コラム:難しい選択が迫られるスポーツ界、スポンサースポーツのロードレースもスポンサーの減収で撤退加速の可能性も、選手はペイカット受け入れも、今こそ真価が問われるASO
今回の新型コロナウイルスは大きな影響をスポーツ界にも与えている。東京五輪が延期となり、その代替スケジュールが来年のツール・ド・フランスと重なるため、早くもフランスなどヨーロッパでは批判の声も上がっているが、今はそれ以上に切迫した状況が立ちはだかっている。来年どころか今年の問題が山積みなのだ。
命を優先すべきは当たり前のことだが、スポーツはスポンサーや企業あってのものである。それが母体となる企業やスポンサーの大幅な減収で岐路に立たされている。毎年ギリギリの運営を続けているチームは多く、減収は即チーム解体の危機となるのだ。そんな中各チーム生き残りをかけて様々な形での模索を続けている。ヨーロッパのサッカークラブなどでは、高給取りの選手が自らの給与を削減して、チームスタッフの給料に充てるように要望するなどの動きが加速している。それでもそのような選手を抱えていないチームにとっては存続の危機となっている。

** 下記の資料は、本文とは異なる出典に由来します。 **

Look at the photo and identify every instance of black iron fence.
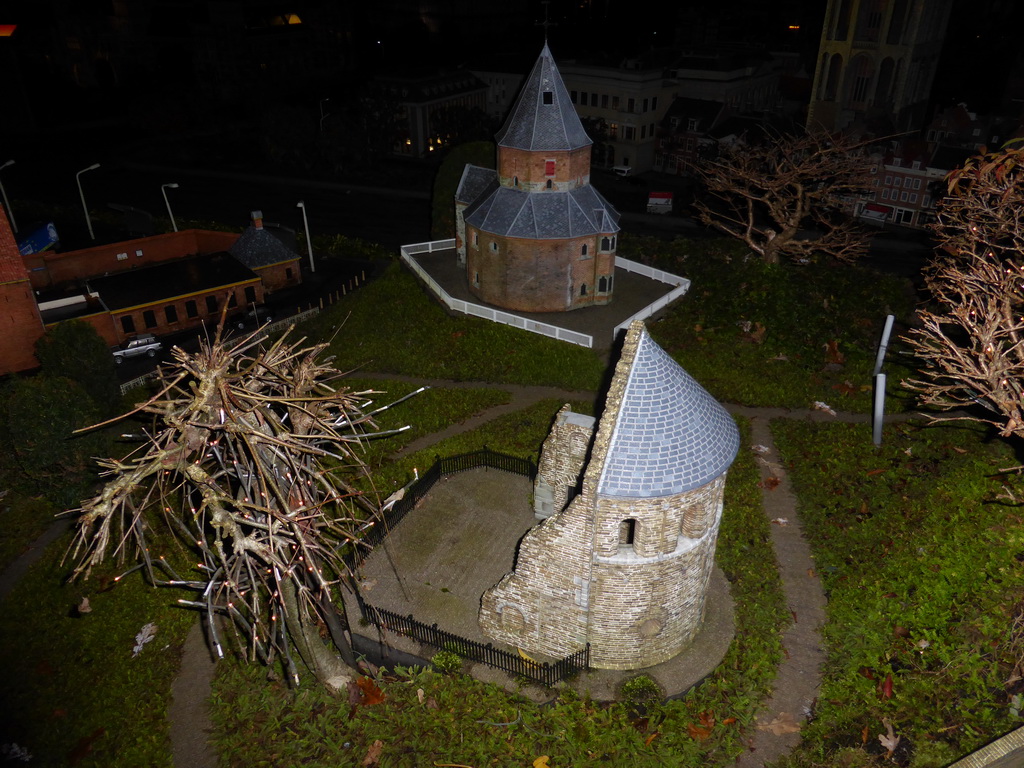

自転車ではサッカーのような高給取りの選手がほぼいないために、各チームの自助努力が求められている状況だ。すでにロット・ソウダル、CCC、アスタナ、バーレーン・マクラーレン、ミッチェルトン・スコット では選手やスタッフの年俸をカットすることで合意したチームもある。「今シーズン中のレース再開は難しいと思う。しっかりと収まるまで待ってからの再開にしなければ、また感染拡大してしまうというリスクは負いたくない。」としている。来シーズンへ向け各選手たちが最低限の生活を維持できる給与のみの支払いで耐えてくれ、と言うのが現実となっている。スポンサーも長期契約を結んではいるが、一転撤退を示唆する動きもすでに見え始めている。本来プロモーションとしてスポンサーをしているわけで、余剰金を寄付しているわけではない。そうなれば企業も規模縮小は経費削減で、まずはスポンサードのカットを断行する可能性は否定できない。そうなればチームは必然的に解体へと向かってしまう。ドゥクーニンク・クイックステップのメインスポンサーであるドゥクーニンク社ですら、予算の縮小を検討しているのだ。
ロードレースでは放映権を独占している主催者が、各チームへと分担金を払うべきという議論は長年にわたり行われてきた。しかしそれが行われていない以上、各チームはスポンサー頼み、自助努力による経費削減しか生き延びるすべがないのが実情だ。毎年多額の収入を得ているツール・ド・フランスなど多くのビッグレースの主催者ASOはこのような時ほどレース界の救済に乗り出してほしいと思う。それこそが今レース界を救済できる一つの可能性だ。今年のツール・ド・フランスをいつ、どのように開催すべきかで議論を続けるのも結構だが、しかしそれは各チームと選手たちあってのものであることをASOには今一度考えてもらいたい。ASOにとってドル箱のツール・ド・フランスを失いたくない気持ちがあり、開催することでスポンサー離れを食い止めることができるかもしれないが、まだまだ現状がどう変わっていくかわからない段階でのその皮算用はすべきではないだろう。それよりも各チームと選手たちは今この瞬間も未来が見通せない状況にあるのだ。まずはレース開催よりも先に、選手たちやチームを守る「形」を至急構築してほしい。
一日も早い終息とレースの再開を世界は待っている。